Hi Becka. As a retired builder I would advise not to expose your children or yourself to asbestos under any circumstances. The international standard for friable asbestos is no greater than 4 microns per cubic meter of air. (About 1.1 cubic yards) There is a definite danger with the asbestos being so old. Wylie


----------



## tinknal

Find out what state agency is in charge of asbestos and call them. In MN it is the department of health. Not sure about other states. 

The siding is generally non-friable and of little concern. As for the rest, if it is a small enough amount you can remove it yourself.

Don't panic, asbestos is everywhere, and you breath it every day.


----------



## Becka

I talked to an asbestos removal professional and he said all the asbestos under the house needs to go, which would cost about $2000, the furnace and all the duct work must come out and be replaced with new. (maybe another $3500)

He seemed to think the siding was ok as long is it was kept painted and undisturbed. Sounded ok, until I started thinking about the what ifs, like, what if one of the nearby trees fell on the house and "disturbed" the asbestos, or what if we wanted to re-sell the home sometime in the future? What if a storm damaged the house and "disturbed" something? Lots to consider there.


----------



## Kevingr

Yes, you need to be concerned about asbestos. If it's airborne, if it's not airborne it's not an issue. Is the wrapping on the furnace intact and in place? If so what's the issue? If you need to replace the furnace and ductwork then yes, you MAY have an issue, but it's not that big of a deal. It doesn't add that much to the overall cost of the entire project of replacing your entire system. 

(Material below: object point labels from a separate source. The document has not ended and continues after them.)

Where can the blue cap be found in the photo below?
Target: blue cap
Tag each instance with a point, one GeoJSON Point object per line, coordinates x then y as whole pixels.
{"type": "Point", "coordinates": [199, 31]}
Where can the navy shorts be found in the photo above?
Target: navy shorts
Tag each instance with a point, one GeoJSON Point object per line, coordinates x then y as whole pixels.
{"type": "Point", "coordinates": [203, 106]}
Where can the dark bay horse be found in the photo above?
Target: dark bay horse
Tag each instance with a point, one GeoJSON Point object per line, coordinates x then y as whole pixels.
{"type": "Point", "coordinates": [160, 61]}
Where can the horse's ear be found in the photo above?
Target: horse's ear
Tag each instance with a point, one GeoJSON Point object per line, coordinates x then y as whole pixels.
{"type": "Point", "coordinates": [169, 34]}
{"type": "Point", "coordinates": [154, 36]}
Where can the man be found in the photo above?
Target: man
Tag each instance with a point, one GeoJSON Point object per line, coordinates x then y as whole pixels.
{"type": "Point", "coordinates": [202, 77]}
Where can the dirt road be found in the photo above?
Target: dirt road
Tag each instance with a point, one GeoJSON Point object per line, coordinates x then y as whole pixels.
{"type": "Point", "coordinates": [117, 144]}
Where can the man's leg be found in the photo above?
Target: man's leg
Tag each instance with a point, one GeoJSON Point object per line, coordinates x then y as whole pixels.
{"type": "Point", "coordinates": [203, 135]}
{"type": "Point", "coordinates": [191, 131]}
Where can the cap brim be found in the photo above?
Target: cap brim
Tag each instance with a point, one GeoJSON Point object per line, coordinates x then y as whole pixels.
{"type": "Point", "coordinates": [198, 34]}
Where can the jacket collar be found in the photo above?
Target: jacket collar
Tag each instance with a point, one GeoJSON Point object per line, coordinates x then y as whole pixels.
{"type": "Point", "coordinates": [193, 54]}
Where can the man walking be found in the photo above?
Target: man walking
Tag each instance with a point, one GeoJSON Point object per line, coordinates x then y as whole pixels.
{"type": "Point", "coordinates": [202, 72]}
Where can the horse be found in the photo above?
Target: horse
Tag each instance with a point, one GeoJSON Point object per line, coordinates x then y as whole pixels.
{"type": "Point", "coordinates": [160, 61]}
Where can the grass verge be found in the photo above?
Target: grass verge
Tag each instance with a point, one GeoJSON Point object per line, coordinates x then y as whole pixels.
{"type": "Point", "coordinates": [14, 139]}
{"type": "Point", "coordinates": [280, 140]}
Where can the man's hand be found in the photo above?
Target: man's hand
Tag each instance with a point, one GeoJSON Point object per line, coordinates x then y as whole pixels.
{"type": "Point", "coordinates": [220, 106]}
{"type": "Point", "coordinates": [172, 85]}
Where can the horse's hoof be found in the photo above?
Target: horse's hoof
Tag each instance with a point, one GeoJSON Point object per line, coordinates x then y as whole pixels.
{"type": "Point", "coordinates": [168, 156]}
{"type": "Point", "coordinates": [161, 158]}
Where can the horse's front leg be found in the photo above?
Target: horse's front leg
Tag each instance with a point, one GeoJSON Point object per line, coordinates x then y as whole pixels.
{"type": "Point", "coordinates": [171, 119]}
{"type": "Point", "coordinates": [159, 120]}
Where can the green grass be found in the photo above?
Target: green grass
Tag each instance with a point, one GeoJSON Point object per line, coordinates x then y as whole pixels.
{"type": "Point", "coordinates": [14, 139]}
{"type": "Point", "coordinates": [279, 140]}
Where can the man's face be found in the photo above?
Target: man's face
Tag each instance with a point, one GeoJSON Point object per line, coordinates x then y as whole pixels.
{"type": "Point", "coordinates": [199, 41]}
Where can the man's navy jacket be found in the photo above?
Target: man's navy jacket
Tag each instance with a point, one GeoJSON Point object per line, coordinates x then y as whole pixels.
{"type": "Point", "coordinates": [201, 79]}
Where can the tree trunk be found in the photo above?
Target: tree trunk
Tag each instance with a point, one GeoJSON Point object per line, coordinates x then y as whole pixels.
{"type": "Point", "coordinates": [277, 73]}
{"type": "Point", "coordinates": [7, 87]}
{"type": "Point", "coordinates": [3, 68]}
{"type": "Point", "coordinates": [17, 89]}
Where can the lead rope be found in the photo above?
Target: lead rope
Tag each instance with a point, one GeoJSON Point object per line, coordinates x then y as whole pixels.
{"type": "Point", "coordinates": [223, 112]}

I lived in a house with an 80 year old furnace system sealed entirely with asbestos wrap. It didn't need to be replaced but I did hire an "independent inspector" to tell me about the situation. The furnace was still working and was 80% efficient. The asbestos wrap was all intact, there were no issues. I left it as is. I would NEVER hire an asbestos removal company to give me an opionion about any of my asbestos. How do they make money?

We recently sold a house from an estate with asbestos siding and was financed with FHA money. No issues, no escrows to fix the issues, nothing. Again, if the new owner wants to cover the siding they can do so with new siding and if they don't disturb the old siding it's not an issue.


----------



## Becka

Yes, the wrapping is starting to fall apart and is no longer intact. The furnace does need replaced as well, so if we buy the place, we would have it all removed and new put in.


----------



## uncle Will in In.

Some insurance companys won't insure a house with asbestes siding.


----------



## Becka

Thanks for all the wisdom and advice. We've decided not to get this house. Ironically, it wasn't the asbestos that helped us make the final decision, it was the neighbor. We looked at the house one last time today and met the next door neighbor, only to find him cranky and downright rude and threatening. Not someone we'd want to live next to along with our children, much less share a driveway with.


----------